All variables here represent real numbers and all variables in denominators are nonzero.

\(x^a\cdot x^b=x^{a+b}\)
\(\dfrac{x^a}{x^b}=x^{a-b}\)
\(\left(x^a\right)^b=x^{ab}\)
\((xy)^a=x^a y^a\)
\(\left(\dfrac{x}{y}\right)^b=\dfrac{x^b}{y^b}\)
\(x^0=1\), provided \(x\neq 0\). [Although in some contexts \(0^0\) is still defined to be 1.]
\(x^{-n}=\dfrac{1}{x^n}\), provided \(x\neq 0\).
\(x^{1/n}=\sqrt[n]{x}\), provided \(x\neq 0\).

Example \(\PageIndex{1}\)

Simplify \(\left(2x^2\right)^3(4x)\).

Solution

We'll begin by simplifying the \(\left(2x^2\right)^3\) portion. Using Property 4, we can write

\(2^3\left(x^2\right)^3(4x)\)
\(8x^6(4x)\)	Evaluate \(2^3\), and use Property 3.
\(32x^7\)	Multiply the constants, and use Property 1, recalling \(x = x^1\).

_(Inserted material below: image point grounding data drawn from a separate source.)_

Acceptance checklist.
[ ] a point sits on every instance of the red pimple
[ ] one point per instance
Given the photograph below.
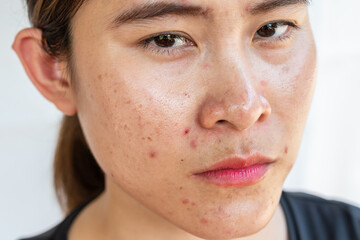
(193, 144)
(186, 131)
(185, 201)
(204, 221)
(206, 66)
(153, 154)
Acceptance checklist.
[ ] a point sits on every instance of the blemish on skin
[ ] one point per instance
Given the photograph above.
(193, 144)
(153, 154)
(206, 66)
(186, 131)
(186, 94)
(204, 221)
(185, 201)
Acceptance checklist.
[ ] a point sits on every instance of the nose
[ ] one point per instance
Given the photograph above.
(235, 98)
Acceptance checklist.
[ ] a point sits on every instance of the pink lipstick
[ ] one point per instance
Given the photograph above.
(236, 171)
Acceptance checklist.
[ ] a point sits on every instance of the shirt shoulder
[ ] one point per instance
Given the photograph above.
(60, 231)
(313, 217)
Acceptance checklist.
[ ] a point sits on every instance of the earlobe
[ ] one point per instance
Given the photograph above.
(46, 72)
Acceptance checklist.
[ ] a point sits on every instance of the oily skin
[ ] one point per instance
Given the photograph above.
(153, 121)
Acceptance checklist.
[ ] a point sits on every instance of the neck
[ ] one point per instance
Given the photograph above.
(116, 215)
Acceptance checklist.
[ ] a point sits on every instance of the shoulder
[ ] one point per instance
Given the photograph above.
(60, 231)
(318, 218)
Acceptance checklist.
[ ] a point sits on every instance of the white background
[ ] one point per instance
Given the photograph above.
(328, 164)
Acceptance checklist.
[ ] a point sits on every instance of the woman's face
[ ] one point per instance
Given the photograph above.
(163, 98)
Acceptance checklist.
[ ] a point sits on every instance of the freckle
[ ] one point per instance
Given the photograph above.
(153, 154)
(186, 131)
(206, 66)
(185, 201)
(193, 144)
(204, 221)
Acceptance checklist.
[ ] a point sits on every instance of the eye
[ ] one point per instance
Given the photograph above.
(168, 40)
(167, 43)
(273, 30)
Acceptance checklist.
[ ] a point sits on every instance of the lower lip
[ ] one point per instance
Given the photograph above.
(235, 177)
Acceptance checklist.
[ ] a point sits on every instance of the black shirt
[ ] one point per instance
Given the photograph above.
(308, 218)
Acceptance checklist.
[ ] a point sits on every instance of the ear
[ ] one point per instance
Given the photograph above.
(46, 72)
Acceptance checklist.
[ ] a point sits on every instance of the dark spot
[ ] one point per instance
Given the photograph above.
(153, 154)
(204, 221)
(193, 144)
(186, 131)
(206, 66)
(185, 201)
(286, 149)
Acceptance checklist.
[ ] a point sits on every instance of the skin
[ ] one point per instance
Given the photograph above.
(152, 120)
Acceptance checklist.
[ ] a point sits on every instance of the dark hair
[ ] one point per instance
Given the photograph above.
(77, 176)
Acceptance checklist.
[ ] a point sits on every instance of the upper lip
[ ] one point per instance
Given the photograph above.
(238, 162)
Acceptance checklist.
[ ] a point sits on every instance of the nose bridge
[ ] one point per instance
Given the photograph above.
(237, 97)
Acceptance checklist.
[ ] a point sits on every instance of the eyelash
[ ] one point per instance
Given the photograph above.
(174, 51)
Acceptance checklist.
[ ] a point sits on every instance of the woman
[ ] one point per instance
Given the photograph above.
(183, 118)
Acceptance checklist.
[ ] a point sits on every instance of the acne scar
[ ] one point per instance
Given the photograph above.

Being able to work with negative and fractional exponents will be very important later in this course.

Example \(\PageIndex{2}\)

Rewrite \(\dfrac{5}{x^3}\) using negative exponents.

Solution

Since \(x^{-n}=\dfrac{1}{x^n}\), then \(x^{-3}=\dfrac{1}{x^3}\) and thus \[\dfrac{5}{x^3}=5x^{-3}.\nonumber \]

Example \(\PageIndex{3}\)

Simplify \(\left(\dfrac{x^{-2}}{y^{-3}}\right)^2\) as much as possible and write your answer using only positive exponents.

Solution

\begin{align*} \left(\dfrac{x^{-2}}{y^{-3}}\right)^2 & = \dfrac{\left(x^{-2}\right)^2}{\left(y^{-3}\right)^2}\\ & = \dfrac{x^{-4}}{y^{-6}}\\ & = \dfrac{y^6}{x^4} \end{align*}

Example \(\PageIndex{4}\)

Rewrite \(4\sqrt{x}-\dfrac{3}{\sqrt{x}}\) using exponents.

Solution

A square root is a radical with index of two. In other words, \(\sqrt{x}=\sqrt[2]{x}\). Using the exponent rule above, \(\sqrt{x}=\sqrt[2]{x}=x^{1/2}\). Rewriting the square roots using the fractional exponent, \[4\sqrt{x}-\dfrac{3}{\sqrt{x}}=4x^{1/2}-\dfrac{3}{x^{1/2}}.\nonumber \]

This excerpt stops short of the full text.